The scheduled job is a good suggestion though.
It's expected more optimizing Ruby JITs run test suites slower (e.g., similar on JRuby), because tests constantly run different code and so rarely run any existing & JIT-compiled code. And the interpreter for a Ruby with a JIT needs to collect profiling data which costs some time, as well as the JIT consuming CPU time (especially on machines with few cores).
There are ways to improve this, including persistent the JITed code, and using TRUFFLERUBYOPT=--engine.Mode=latency which optimizes startup/warmup over peak performance.
The slowdown shouldn't be that big though, and @bjfish is currently looking into that.
I think the scheduled job is a good solution, especially for truffleruby-head, it doesn't get in the way but still regularly produces CI results and we can easily find out if it got red and regressed somehow.
@eregon So I can understand that, but as you note it really shouldn't be that big.

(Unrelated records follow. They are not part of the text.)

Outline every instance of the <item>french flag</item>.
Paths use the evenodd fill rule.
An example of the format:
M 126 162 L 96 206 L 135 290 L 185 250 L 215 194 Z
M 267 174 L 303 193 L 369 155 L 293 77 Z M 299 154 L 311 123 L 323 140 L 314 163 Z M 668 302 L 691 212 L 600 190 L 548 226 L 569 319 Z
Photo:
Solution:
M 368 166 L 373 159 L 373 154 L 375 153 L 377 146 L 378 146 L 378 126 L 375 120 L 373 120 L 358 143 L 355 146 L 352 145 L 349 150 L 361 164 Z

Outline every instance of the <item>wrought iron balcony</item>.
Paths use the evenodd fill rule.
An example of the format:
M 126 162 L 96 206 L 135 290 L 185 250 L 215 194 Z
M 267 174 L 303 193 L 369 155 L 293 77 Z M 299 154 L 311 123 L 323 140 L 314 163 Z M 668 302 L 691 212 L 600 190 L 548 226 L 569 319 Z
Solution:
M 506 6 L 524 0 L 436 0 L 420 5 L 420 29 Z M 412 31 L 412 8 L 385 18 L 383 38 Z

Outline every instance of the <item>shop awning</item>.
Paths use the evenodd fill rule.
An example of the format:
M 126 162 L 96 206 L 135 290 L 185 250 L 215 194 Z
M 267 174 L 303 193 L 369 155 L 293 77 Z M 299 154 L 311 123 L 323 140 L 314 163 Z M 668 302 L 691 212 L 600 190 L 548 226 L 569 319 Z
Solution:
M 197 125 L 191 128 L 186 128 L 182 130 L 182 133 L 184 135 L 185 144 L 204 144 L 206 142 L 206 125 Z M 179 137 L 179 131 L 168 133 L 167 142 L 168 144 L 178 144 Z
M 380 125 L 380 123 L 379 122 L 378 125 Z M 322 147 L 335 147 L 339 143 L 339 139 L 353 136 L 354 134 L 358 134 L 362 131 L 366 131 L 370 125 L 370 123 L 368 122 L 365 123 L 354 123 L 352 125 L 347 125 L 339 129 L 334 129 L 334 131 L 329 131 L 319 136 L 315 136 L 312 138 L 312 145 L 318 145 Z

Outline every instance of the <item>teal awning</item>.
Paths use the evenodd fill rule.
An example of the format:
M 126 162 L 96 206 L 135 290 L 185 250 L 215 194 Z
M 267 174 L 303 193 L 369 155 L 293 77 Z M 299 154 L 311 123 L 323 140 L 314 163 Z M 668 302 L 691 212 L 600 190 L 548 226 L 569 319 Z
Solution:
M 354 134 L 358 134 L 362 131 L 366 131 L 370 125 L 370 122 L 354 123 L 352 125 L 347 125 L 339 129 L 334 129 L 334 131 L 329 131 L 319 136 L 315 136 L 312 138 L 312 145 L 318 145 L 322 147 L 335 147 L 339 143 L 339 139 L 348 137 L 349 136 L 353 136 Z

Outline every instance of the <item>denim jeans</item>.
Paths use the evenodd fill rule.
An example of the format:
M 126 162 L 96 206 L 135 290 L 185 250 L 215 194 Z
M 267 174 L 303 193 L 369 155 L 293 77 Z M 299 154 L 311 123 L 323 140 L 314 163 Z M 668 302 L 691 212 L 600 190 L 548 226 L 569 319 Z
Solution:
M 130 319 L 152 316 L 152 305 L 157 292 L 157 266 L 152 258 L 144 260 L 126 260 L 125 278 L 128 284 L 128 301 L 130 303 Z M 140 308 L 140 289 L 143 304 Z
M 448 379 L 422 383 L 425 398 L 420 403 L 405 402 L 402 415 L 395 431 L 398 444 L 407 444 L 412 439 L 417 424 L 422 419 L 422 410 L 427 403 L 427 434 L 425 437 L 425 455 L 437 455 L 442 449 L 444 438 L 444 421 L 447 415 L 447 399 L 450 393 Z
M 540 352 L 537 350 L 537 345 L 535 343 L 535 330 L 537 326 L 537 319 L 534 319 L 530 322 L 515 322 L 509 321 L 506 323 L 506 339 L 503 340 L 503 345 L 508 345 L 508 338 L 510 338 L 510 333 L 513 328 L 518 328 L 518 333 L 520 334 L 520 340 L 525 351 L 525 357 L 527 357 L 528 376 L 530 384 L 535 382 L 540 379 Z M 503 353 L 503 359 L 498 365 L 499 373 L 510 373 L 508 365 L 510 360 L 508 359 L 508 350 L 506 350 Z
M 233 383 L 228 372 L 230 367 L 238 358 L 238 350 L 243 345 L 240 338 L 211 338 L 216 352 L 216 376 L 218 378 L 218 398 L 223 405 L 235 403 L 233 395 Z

A factor of 20 is pretty substantial. Would be interested to hear the cause. I've been unable to get truffleruby running locally, so I haven't been able to narrow down the slowdown.
@pointlessone If it sounds good to you, I can change this PR to create a scheduled CI job (daliy? weekly?) that includes truffleruby-head. Let me know.
From the flamegraph it seems most of time (31.2% using Search) is spent in Prawn::Images::PNG#split_image_data and specifically in StringIO#read and String#byteslice called from there. The main cost is probably scanning the substring to compute the correct coderange (7-bit or valid for BINARY strings).
This should improve when TruffleRuby has adopted TruffleString (WIP).
It also indicates that in this case it might be better to compute the coderange lazily, since it's one of the rare cases where the coderange doesn't seem needed (for color.write data.read(color_bytes)).
From a wider perspective it's an unfortunate case of Ruby not having a real "byte array" structure, and String being a relatively poor fit for it.
Let's track this as a TruffleRuby issue: https://github.com/oracle/truffleruby/issues/2599
@petergoldstein We already have a weekly schedule for CI. I'm fine including TruffleRuby in it. I'd skip it in PR builds until its run time would be comparable to at least JRuby.
@eregon Thank you for looking into it. Feel free to propose improvement that might also benefit other implementations too.
@pointlessone This splits out truffleruby into a scheduled (and also manual, upon request) workflow. There's some duplication because we're reusing the push/pull_request CI config for the normal scheduled one. So I simply added a truffleruby only config in another file.
I took another look at the performance issue (https://github.com/oracle/truffleruby/issues/2599) and I think I've found the culprit now. I'll try to fix it soon.
@petergoldstein Could you rebase this PR and address https://github.com/prawnpdf/prawn/pull/1246#discussion_r812994292 ?
The test suite runs in 1min24s for me locally so I feel it's more than fast enough for a scheduled CI job. So maybe we can merge this PR?